- Born: 1968 (age 57–58) Portsmouth, England
- Education: East 15 Acting School
- Occupation: Actor

= Ian Champion =

British actor

Ian Champion (born 1968 in Portsmouth) is an English film, theatre, television and voice actor who has appeared in television movies and soap operas such as Coronation Street, Emmerdale and Brookside.

==Early life==
Raised initially in Portsmouth while his father was in the Navy, Ian's family relocated to Sheffield in 1976.

Ian toured with the Sheffield Youth Theatre as a teenager under the guidance of director Meg Jepson (playing among others Romeo, Shylock and Odysseus), which honed his appreciation of classical theatre, particularly Shakespeare.

==Education==
He went on to study at East 15 Acting School from 1989 to 1992, when the school was still run by its founder Margaret Walker and her husband Artistic Director Wilf Walker.
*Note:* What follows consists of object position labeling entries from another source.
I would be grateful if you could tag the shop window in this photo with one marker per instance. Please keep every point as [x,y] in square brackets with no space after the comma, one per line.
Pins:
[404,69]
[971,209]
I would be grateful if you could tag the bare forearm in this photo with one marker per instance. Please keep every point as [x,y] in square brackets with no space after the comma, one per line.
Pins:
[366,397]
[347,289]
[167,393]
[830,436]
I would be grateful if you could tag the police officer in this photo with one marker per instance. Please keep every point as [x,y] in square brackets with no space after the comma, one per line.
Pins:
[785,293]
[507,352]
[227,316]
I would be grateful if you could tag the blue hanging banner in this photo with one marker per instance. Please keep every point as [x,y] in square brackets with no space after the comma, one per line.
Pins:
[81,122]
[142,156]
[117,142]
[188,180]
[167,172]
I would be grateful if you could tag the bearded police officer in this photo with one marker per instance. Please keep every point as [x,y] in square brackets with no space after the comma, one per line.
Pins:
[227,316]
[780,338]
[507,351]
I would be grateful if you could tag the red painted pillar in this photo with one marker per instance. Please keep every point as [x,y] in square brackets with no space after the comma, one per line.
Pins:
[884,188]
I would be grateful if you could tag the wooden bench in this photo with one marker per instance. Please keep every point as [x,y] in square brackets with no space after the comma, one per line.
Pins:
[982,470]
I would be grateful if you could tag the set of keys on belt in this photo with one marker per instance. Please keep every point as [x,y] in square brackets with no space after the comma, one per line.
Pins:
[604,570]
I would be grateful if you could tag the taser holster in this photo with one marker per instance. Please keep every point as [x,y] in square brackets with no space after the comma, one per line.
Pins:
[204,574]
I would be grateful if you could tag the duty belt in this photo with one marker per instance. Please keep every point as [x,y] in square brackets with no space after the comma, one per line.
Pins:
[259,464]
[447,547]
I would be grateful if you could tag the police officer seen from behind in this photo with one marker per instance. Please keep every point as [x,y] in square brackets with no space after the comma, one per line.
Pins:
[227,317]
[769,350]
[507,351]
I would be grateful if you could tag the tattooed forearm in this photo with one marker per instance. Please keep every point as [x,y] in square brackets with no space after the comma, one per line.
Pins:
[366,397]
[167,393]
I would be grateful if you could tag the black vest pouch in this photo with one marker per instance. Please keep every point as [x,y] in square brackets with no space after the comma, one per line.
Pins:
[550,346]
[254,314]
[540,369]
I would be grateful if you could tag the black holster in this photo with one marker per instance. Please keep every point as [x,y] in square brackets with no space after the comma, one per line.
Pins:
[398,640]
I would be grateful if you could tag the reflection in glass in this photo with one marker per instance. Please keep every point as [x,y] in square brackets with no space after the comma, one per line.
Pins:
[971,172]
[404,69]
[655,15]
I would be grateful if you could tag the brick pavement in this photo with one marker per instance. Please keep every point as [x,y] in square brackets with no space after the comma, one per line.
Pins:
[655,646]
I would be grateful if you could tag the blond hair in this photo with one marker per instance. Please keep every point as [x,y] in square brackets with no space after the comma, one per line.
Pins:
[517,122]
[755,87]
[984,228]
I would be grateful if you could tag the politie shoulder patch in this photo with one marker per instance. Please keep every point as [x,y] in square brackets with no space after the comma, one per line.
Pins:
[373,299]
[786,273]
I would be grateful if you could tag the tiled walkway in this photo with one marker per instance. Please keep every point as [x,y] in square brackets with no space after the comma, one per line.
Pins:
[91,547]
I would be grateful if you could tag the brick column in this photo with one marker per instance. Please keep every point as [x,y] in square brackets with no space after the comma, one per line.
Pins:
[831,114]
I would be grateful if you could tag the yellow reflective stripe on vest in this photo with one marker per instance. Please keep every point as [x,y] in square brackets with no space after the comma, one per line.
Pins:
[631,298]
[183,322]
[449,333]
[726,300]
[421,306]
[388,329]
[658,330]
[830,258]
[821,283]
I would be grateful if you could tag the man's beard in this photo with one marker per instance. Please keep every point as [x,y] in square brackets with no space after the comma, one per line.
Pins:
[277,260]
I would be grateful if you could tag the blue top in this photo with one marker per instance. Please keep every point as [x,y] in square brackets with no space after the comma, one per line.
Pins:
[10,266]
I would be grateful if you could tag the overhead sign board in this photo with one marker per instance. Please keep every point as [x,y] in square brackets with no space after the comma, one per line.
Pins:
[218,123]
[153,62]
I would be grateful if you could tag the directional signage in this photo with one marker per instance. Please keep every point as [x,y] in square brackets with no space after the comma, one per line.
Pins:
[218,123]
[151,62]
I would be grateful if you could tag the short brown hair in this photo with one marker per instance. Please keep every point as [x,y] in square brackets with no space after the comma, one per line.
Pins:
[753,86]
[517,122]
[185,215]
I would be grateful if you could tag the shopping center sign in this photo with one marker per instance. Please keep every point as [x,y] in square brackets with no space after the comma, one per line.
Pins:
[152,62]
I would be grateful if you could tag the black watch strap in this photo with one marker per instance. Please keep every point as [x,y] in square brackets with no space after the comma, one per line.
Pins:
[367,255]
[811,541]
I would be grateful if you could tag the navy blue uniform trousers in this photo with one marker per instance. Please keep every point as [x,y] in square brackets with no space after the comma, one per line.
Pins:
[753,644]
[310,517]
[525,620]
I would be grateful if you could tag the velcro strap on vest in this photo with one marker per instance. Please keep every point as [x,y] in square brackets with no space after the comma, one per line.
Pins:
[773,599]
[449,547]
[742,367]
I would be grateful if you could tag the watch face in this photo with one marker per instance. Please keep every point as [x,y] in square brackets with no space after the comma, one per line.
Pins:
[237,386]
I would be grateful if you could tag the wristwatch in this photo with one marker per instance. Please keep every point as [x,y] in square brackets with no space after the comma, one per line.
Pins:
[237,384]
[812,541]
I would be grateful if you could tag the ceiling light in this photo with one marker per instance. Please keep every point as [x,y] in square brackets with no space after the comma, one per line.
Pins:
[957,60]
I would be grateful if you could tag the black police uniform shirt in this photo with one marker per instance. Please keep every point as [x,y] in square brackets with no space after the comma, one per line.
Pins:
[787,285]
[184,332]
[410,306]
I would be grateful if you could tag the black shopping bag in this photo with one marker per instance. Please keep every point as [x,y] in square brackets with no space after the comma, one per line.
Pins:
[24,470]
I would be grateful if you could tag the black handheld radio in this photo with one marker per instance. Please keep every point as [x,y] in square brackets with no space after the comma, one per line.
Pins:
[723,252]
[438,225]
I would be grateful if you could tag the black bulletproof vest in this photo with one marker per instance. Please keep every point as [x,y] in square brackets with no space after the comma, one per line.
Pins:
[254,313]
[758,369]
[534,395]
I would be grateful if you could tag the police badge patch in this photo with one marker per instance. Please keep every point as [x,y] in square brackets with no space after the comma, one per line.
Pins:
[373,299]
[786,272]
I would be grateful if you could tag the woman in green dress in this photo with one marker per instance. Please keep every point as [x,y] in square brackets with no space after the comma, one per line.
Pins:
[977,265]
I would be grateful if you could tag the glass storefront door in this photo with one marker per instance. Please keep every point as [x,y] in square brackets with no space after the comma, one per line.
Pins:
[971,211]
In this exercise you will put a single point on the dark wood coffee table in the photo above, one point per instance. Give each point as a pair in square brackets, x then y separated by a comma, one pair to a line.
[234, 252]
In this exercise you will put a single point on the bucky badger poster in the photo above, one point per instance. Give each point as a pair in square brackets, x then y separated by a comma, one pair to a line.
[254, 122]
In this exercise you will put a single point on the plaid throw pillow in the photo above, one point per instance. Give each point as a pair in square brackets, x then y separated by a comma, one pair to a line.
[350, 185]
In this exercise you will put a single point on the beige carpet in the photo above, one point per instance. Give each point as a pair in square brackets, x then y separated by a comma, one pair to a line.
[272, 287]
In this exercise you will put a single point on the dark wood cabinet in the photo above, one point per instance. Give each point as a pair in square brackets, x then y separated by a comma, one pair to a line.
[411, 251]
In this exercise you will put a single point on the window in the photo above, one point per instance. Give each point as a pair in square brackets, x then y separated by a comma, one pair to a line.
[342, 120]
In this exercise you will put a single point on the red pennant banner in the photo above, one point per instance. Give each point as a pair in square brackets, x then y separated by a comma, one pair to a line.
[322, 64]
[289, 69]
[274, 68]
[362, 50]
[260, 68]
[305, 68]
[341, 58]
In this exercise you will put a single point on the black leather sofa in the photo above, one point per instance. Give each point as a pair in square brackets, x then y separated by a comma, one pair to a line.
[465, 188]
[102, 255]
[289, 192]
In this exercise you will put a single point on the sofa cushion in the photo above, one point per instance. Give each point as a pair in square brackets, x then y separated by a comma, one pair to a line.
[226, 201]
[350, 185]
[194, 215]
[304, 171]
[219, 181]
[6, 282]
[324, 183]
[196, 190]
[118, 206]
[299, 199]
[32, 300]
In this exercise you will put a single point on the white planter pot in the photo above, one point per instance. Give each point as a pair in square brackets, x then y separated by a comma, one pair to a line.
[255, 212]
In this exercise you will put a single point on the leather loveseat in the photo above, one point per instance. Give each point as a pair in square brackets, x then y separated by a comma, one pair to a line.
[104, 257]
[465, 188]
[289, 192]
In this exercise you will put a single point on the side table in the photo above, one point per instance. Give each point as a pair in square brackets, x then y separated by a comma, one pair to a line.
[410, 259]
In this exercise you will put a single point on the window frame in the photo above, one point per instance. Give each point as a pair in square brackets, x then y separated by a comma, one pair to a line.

East 15 was one of the foremost Stanislavski/Method schools and Ian has always maintained that the urban myth rumours about it were actually less interesting than the true stories. He was one of only three students in the school's history to have undertaken two of the infamous Method-immersive War Projects at East 15's Sheriff Hutton base, in both his first and second year.

After East 15, Ian toured briefly in children's theatre and in 1993 was at the Edinburgh Festival in Much Ado About Nothing with Patrick Baladi and James D'Arcy.

==Career==
After adding screen training with Sean Cotter at the Academy of Live and Recorded Arts in London, Champion began working in television. He began as devilish Piers Brunswick, an old flame of Anna Brecon's Lady Tara in Emmerdale (the first of four roles in the show between 1997 and the present), and has a range of credits including Brookside, Heartbeat, Hollyoaks, and At Home with the Braithwaites.

In 2000, Ian was cast as two generations of the evil Earl of Shrewsbury in the long-running film still accompanying Alton Towers' Hex thrill-ride, in which he plays both the grandfather and his mad-scientist grandson attempting to free themselves of a fatal family curse.

In 2005 Ian played the TV Reporter in Granada's highly acclaimed TV movie See No Evil: The Hunt For the Moors Murderers, filmed on many of the original locations.

Since then, Ian's TV credits have also featured Coronation Street (as a bank manager mistakenly threatened by Kirk), roles in Sorted, Sinchronicity, The Royal, Survivors and in Five Days 2 as a consultant breaking the news to Anne Reid and Bernard Hill of her vascular dementia.

Champion has recorded TV commercials, for example as the Salesman in three Sealy Beds commercials since 2006. He has also appeared in four other major brand TV adverts to date including Vodafone and most recently in September 2010 worked with Manchester City's Carlos Tevez in a TV commercial for Pepsi to be screened in Argentina, where Ian plays an awards-show presenter welcoming the football star on-stage for some Spanish banter with Eber Ludueno.

In 2007 he published his first book Acting On Purpose (ISBN 978-1847999078) for students and professionals.

In November 2010 Champion made his BBC Radio 4 debut in `the play Eclipse as Maurice.

In 2017, Champion provided the voice for the villain Olof as well as the Dupa Genetics VO in the video game Paradigm.